After three NFL seasons of kicking off from the 35-yard line, what has been the impact on touchbacks, returns, field position, scoring and injuries? Also, is this rule responsible for a record number of big comebacks?
16 Oct 2007
by Ned Macey
Two former NFC powerhouses met in Seattle on Sunday. A game that was nearly the NFC Championship a season ago featured two less-than-imposing squads this season. The Saints, winless the year after their Cinderella season, finally adapted to a simple defensive scheme that had limited them all season. Seattle, meanwhile, remains too wedded to an approach that nearly won them a Super Bowl two seasons ago.
Sunday's game is being spun as a return to form for the Saints. Everyone played a part. Reggie Bush busted loose on the ground. Drew Brees threw no interceptions. The defensive line picked up five sacks. Their own offensive line allowed none.
If the Saints are truly a competitive team, however, it will be because they diversified beyond their 2006 model, particularly in the passing game. The Saints were always in search of their next big play a season ago. This created an odd combination of deep throws and tricky formations hoping to create an exploitable mismatch. The seven-yard checkdown was definitely not a part of the offense unless it was an attempt to get the dynamic Reggie Bush an opportunity to make someone miss.

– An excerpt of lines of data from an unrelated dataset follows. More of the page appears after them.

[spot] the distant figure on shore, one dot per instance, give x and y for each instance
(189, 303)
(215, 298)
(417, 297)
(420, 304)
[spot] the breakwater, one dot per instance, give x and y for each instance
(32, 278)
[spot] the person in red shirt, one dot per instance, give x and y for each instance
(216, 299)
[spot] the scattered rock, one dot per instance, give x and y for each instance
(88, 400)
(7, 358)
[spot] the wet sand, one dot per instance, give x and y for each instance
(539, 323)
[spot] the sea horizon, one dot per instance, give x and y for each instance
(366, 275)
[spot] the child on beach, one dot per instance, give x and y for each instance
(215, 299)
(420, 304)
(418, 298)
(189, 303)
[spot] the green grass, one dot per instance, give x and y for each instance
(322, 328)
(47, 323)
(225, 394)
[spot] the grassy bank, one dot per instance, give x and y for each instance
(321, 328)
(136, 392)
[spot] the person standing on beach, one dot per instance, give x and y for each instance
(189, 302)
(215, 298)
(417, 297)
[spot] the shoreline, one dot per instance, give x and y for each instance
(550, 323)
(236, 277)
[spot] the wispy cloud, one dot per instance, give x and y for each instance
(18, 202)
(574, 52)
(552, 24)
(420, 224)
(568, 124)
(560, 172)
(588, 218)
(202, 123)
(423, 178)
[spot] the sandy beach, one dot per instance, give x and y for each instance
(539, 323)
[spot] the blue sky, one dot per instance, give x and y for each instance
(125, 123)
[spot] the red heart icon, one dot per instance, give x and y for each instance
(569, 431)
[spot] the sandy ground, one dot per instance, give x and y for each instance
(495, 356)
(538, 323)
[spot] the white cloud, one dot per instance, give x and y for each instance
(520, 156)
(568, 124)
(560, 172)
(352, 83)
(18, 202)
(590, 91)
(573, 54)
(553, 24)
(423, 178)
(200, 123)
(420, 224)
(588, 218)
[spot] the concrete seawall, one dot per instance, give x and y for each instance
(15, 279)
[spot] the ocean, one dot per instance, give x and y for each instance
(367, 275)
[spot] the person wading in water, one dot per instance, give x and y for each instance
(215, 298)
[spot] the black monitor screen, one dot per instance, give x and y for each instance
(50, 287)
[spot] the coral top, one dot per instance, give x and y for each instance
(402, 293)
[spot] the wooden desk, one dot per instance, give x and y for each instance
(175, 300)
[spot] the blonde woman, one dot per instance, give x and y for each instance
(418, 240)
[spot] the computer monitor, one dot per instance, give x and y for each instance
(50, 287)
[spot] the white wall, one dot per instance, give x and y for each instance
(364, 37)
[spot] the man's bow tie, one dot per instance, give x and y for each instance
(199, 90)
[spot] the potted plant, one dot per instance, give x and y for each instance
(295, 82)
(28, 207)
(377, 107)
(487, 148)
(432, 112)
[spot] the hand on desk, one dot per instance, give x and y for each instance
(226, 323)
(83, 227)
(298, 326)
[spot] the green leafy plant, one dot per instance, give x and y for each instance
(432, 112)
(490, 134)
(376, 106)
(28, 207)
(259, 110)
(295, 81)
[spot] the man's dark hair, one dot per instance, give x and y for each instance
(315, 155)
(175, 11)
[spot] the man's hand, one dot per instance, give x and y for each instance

On Sunday, Drew Brees did an outstanding job of just taking what the defense gave him. Brees averaged less than 10 yards a completion and had only one completion longer than 20 yards. Still, he completed more than two-thirds of his passes, did not get sacked, and helped keep the chains moving. Out of the game plan were Marques Colston and the explosive Devery Henderson, replaced instead by tight ends and veteran third receiver David Patten.
The Seahawks defense has been an improved unit this season. On Sunday, they executed their game plan appropriately. They eliminated Colston from the game and contained Bush in the passing game. That strategy has been successful for the Saints' other opponents this season. It is a credit to New Orleans that they found other ways to create offense.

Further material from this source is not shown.